FIGURE 3.

A, time kinetics of Wnt-5a inducedβ-catenin/E-cadherin complex formation indicates that it is a rapid and specific process unrelated to general protein expression levels (n = 3). B, β-catenin/E-cadherin complex formation is potentiated by Wnt-5a signaling as judged by co-immunoprecipitations of β-catenin/E-cadherin complexes from human mammary epithelial cell line HB2 (left) and human breast cancer cell line MCF-7 (right) cells with varying Wnt-5a expression levels or in cells treated with recombinant Wnt-5a. The blot shown is representative of several separate experiments and OD measurements of the band intensities were performed to quantify the differences (lower panel; histograms). Error bars indicate S.E., n = 8, n = 5; ^*, p < 0.05; ^**, p < 0.01. C, tyrosine phosphorylation of β-catenin is not affected by Wnt-5a stimulation, whereas serine/threonine phosphorylation is (D) as judged by immunoprecipitation of β-catenin and Western blot (WB) using a total Tyr(P) or Ser/Thr antibodies.

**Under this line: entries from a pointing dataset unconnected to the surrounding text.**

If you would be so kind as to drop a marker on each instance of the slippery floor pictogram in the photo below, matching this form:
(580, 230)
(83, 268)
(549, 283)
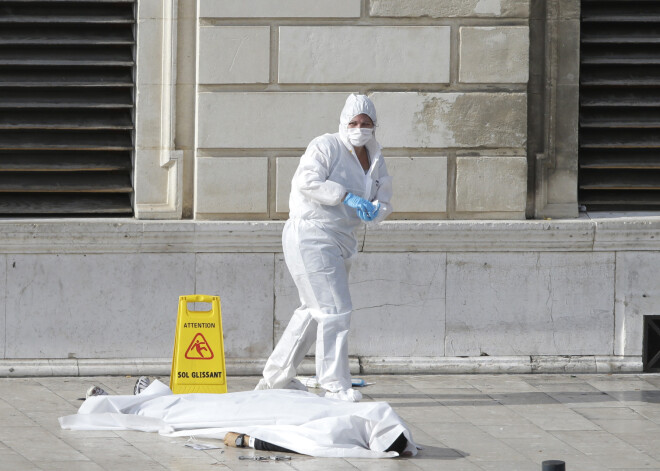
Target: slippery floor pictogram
(199, 349)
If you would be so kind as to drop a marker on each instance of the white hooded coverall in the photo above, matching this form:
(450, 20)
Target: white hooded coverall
(319, 242)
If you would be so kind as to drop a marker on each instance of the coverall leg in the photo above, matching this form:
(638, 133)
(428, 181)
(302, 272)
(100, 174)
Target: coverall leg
(320, 272)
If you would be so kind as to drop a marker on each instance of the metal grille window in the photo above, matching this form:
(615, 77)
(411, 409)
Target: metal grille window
(66, 107)
(619, 150)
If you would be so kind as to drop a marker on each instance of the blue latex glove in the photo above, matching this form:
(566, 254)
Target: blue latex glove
(356, 202)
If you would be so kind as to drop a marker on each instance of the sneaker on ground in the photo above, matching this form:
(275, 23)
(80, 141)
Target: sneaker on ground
(141, 384)
(95, 391)
(349, 395)
(296, 384)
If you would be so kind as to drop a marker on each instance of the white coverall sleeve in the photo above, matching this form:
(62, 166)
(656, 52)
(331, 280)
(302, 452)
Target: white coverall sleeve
(311, 177)
(383, 193)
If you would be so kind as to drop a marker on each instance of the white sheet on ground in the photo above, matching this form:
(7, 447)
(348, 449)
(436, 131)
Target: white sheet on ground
(297, 420)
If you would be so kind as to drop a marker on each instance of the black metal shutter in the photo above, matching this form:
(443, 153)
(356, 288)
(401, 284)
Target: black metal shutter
(619, 153)
(66, 107)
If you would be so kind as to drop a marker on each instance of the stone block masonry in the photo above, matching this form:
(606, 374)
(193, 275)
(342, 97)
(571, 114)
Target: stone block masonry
(448, 79)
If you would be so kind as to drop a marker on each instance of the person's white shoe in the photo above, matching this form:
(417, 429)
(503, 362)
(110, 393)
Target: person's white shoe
(349, 395)
(95, 391)
(294, 384)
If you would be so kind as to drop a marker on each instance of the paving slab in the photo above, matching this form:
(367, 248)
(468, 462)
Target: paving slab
(463, 422)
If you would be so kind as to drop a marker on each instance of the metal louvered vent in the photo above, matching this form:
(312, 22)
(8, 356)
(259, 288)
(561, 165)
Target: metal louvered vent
(619, 156)
(66, 107)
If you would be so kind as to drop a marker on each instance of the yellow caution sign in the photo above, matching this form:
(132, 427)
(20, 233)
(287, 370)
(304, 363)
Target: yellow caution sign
(198, 363)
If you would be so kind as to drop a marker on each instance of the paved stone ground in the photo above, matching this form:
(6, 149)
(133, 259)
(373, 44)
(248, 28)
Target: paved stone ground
(464, 422)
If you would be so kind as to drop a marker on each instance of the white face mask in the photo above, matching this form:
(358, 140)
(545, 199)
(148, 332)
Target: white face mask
(360, 136)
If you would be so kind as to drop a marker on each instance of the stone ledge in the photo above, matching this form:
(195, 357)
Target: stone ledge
(87, 236)
(362, 365)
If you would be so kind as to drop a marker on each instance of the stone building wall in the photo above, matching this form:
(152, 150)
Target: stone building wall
(449, 80)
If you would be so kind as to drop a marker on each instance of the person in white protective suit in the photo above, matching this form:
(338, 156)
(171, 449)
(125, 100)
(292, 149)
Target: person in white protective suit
(341, 182)
(287, 420)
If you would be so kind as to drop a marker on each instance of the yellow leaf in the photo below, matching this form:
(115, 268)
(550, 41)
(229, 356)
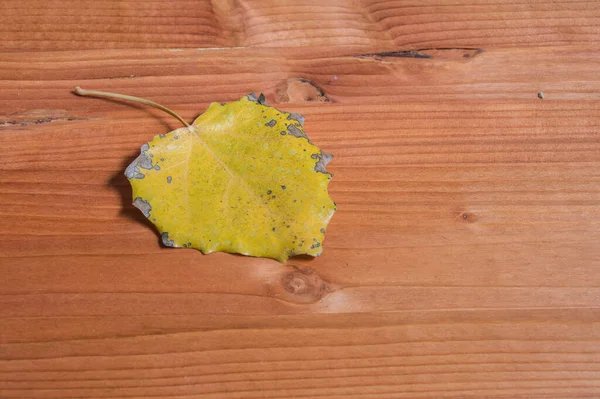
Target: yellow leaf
(242, 178)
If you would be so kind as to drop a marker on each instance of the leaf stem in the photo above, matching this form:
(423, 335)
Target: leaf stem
(93, 93)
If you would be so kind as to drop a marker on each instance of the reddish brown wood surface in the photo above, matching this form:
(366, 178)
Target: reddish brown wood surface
(463, 260)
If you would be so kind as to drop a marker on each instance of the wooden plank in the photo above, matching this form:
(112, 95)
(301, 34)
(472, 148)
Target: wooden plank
(380, 24)
(463, 260)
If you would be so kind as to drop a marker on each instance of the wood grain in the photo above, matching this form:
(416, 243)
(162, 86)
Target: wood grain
(463, 260)
(380, 24)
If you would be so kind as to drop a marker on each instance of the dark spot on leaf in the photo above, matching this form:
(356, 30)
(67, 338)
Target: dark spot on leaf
(142, 161)
(294, 131)
(323, 160)
(143, 206)
(166, 241)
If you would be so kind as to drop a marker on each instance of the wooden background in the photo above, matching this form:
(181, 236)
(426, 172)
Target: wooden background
(464, 259)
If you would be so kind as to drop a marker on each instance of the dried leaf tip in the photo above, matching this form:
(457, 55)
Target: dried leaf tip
(103, 94)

Inhibition of the serine/threonine kinase CKI, with the casein kinase 1 α/ε inhibitor IC261, disrupts the Wnt-5a-induced Ser/Thr phosphorylation of β-catenin, whereas cells lacking Wnt-5a remain Ser/Thr phosphorylated on β-catenin (D). The CKI inhibitor was added for 1 h at the end of the incubation with rWnt-5a (n = 5). Wt, wild type.